I documentari ripercorrono la storia dei due grandi della scena italiana, che hanno rivoluzionato la storia del teatro italiana

Venerdì 27 marzo si celebra la Giornata mondiale del teatro. Istituita nel 1962 dall’International Theatre Institute insieme a esperti dell’UNESCO, trasforma teatri, piazze e scuole in luoghi di incontro e di riflessione, ricordando quanto il teatro sia al tempo stesso specchio della società e laboratorio di creatività. Quest’anno Sky Arte festeggia la ricorrenza con due documentari, incentrati su due protagonisti della scena teatrale italiana.

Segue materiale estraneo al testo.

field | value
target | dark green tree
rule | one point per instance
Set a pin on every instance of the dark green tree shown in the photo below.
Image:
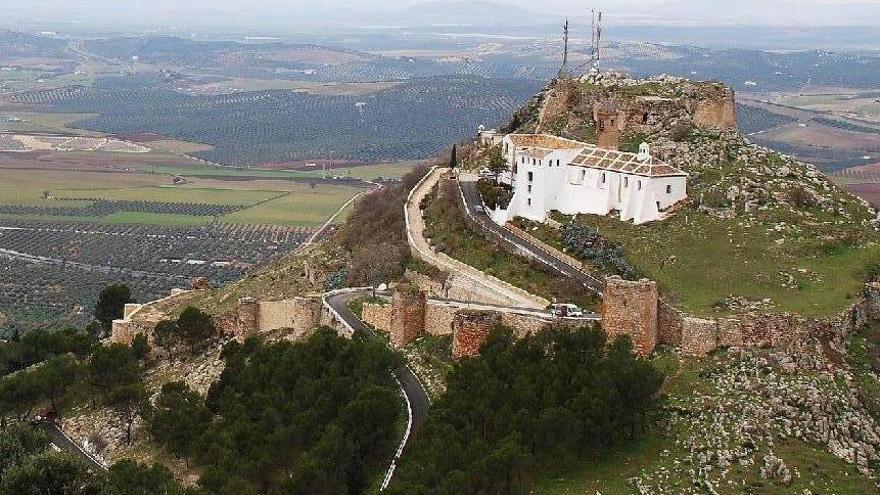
(112, 367)
(130, 401)
(51, 473)
(140, 347)
(196, 327)
(180, 419)
(20, 441)
(165, 335)
(111, 304)
(127, 477)
(55, 377)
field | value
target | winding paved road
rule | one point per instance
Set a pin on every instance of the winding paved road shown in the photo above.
(416, 396)
(60, 440)
(472, 199)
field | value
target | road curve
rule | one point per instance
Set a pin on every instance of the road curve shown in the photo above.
(416, 396)
(63, 442)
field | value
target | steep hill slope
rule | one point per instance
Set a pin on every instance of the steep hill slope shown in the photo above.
(761, 231)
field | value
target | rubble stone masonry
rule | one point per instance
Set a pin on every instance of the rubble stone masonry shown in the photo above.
(630, 308)
(470, 329)
(408, 306)
(248, 319)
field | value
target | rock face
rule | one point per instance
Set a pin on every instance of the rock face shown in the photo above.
(248, 318)
(630, 308)
(407, 315)
(470, 329)
(608, 108)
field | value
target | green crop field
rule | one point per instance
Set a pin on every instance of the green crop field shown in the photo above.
(154, 199)
(393, 170)
(303, 207)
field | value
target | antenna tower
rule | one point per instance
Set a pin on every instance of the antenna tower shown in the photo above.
(564, 67)
(597, 39)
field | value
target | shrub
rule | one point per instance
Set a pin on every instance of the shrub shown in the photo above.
(495, 195)
(586, 242)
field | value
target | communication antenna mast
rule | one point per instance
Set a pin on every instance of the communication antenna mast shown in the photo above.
(597, 42)
(565, 48)
(592, 48)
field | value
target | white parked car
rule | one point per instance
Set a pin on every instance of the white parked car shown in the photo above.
(487, 174)
(566, 311)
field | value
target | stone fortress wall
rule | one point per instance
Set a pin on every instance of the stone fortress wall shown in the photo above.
(633, 308)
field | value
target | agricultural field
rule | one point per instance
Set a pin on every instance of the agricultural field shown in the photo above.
(52, 271)
(153, 199)
(65, 234)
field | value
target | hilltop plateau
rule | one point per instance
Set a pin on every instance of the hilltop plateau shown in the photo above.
(760, 230)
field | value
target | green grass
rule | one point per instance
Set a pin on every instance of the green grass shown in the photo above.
(304, 207)
(366, 172)
(47, 122)
(174, 194)
(296, 204)
(699, 260)
(656, 451)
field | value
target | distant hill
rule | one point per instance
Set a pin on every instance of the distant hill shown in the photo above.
(477, 13)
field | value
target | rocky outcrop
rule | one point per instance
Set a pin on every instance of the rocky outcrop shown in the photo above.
(630, 308)
(408, 306)
(470, 329)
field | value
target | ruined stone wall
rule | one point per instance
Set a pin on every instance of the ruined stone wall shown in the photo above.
(438, 319)
(669, 324)
(630, 308)
(124, 331)
(784, 331)
(130, 309)
(247, 319)
(297, 316)
(407, 316)
(525, 325)
(470, 331)
(377, 316)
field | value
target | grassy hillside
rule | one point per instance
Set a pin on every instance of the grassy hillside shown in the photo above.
(759, 231)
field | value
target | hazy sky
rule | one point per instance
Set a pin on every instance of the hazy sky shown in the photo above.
(296, 13)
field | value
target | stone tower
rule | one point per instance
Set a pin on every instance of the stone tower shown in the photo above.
(470, 329)
(630, 308)
(408, 305)
(248, 318)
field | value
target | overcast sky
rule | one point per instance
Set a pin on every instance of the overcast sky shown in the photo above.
(299, 13)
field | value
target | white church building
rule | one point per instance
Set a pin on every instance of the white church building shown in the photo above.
(550, 173)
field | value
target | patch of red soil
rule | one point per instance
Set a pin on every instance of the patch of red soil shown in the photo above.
(868, 192)
(141, 137)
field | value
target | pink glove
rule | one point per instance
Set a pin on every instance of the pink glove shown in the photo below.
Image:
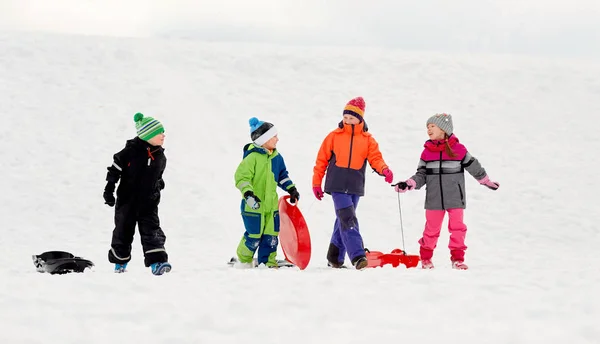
(389, 176)
(402, 187)
(318, 192)
(485, 181)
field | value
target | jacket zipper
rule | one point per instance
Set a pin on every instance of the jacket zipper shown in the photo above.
(441, 188)
(351, 142)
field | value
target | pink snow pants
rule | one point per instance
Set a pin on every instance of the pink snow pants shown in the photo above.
(431, 234)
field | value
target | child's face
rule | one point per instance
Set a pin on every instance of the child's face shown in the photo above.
(349, 119)
(272, 143)
(157, 140)
(434, 132)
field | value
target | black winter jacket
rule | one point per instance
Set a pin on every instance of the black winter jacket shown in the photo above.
(140, 167)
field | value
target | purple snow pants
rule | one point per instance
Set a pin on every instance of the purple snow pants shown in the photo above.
(346, 236)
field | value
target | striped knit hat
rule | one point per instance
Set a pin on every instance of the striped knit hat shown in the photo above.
(147, 127)
(443, 121)
(356, 108)
(261, 131)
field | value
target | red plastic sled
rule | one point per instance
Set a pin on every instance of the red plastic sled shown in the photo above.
(395, 258)
(293, 234)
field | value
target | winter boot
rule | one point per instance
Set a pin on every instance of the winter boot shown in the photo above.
(459, 265)
(120, 268)
(361, 263)
(426, 264)
(160, 268)
(336, 265)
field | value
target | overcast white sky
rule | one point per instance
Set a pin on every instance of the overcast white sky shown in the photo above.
(547, 27)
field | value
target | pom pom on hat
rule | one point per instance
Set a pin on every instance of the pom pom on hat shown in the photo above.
(356, 108)
(260, 131)
(147, 127)
(443, 121)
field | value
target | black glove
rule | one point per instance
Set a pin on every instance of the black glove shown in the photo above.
(252, 200)
(109, 198)
(294, 195)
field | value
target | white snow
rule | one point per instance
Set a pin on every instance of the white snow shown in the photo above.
(67, 103)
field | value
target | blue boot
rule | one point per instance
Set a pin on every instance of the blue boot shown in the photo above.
(160, 268)
(120, 268)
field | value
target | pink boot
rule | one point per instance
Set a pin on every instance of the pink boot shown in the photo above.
(459, 265)
(426, 264)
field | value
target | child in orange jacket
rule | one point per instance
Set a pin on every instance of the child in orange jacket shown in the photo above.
(344, 155)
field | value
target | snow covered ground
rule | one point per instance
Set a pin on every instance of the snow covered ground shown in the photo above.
(67, 103)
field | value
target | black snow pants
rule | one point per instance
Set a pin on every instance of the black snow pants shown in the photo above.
(152, 236)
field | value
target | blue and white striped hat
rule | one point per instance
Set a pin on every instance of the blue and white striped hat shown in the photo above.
(147, 127)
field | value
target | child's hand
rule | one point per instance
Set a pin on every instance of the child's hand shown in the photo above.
(485, 181)
(318, 192)
(109, 198)
(252, 200)
(402, 187)
(294, 195)
(389, 176)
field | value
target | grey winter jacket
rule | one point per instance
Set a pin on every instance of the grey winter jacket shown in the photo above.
(444, 175)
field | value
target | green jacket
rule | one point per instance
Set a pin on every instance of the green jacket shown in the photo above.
(261, 173)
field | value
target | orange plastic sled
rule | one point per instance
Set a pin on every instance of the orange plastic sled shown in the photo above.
(395, 258)
(293, 234)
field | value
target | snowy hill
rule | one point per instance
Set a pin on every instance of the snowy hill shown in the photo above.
(67, 104)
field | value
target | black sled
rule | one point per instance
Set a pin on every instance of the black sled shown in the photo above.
(60, 262)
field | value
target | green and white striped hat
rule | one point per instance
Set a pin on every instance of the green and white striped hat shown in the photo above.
(147, 127)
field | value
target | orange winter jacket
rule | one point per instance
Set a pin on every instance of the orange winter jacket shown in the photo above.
(344, 155)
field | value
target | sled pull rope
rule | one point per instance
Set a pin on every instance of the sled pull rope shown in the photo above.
(401, 225)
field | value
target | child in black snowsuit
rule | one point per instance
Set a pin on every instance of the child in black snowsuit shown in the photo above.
(140, 166)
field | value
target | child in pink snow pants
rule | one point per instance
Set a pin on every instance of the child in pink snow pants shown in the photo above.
(441, 168)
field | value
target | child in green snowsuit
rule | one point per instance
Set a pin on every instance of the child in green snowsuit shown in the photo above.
(257, 177)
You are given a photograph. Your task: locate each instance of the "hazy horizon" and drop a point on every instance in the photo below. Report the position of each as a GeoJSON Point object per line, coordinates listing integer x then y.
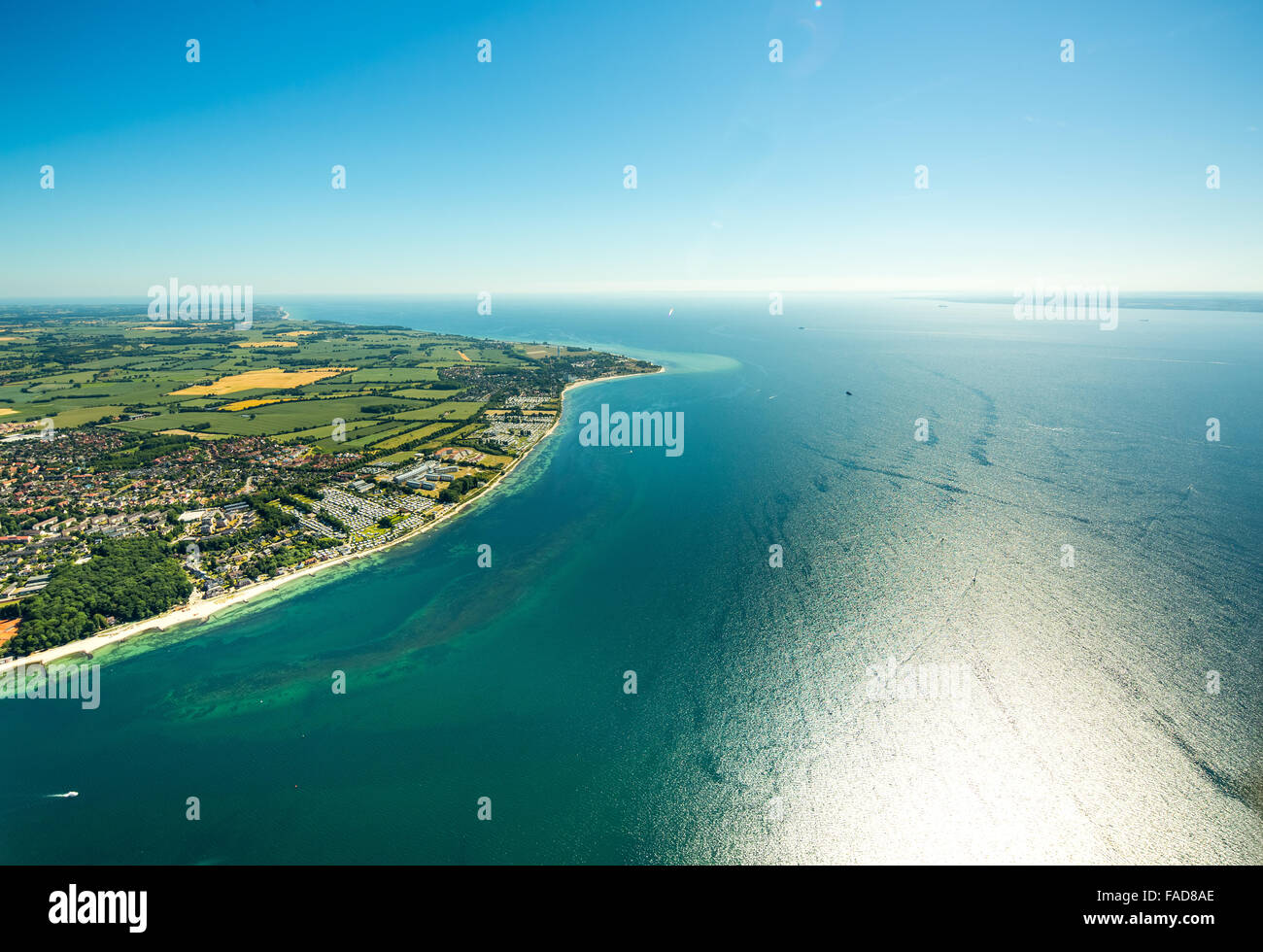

Il primo documentario, intitolato Bene! Vita di Carmelo, la macchina attoriale, si profila come un viaggio nella mente e nel cuore di Carmelo Bene, artista iconoclasta e geniale. Con la regia di Samuele Rossi e l’interpretazione di Filippo Timi, il docu-film ripercorre la vita dell’attore e regista salentino. Grazie alla sua personalità istrionica e creatività poliedrica, l’uomo ha ribaltato ogni convenzione scenica e linguaggio tradizionale, guadagnandosi così il soprannome di “macchina attoriale” in quanto creatore totale dell’atto scenico.

Il nostro Eduardo invece lavora molto di più sulla dimensione intima. Dedicato ad Eduardo De Filippo, uno dei più amati attori e drammaturghi italiani del Novecento, la cui produzione – che ha segnato profondamente la tradizione teatrale nazionale – è ancora in grado di dialogare con il pubblico contemporaneo. Nato a Napoli nel 1900, nei suoi testi intrecciava espertamente comicità e riflessioni sulla condizione umana, mostrando un’attenzione acuta verso le dinamiche sociali e i legami familiari. Il documentario, diretto da Didi Gnocchi, prende forma attraverso i ricordi dei suoi tre nipoti Matteo, Tommaso e Luisella. Attraverso fotografie, lettere e filmati inediti – fino ad ora nascosti gelosamente dalla famiglia -, il pubblico si potrà immergere nella quotidianità dell’attore.

Questa doppia offerta di Sky Arte, oltre a commemorare due grandi del teatro italiano, ricorda come la scena, continui ad essere un ponte tra presente e passato e al servizio della riflessione, dell’incontro e della comunità.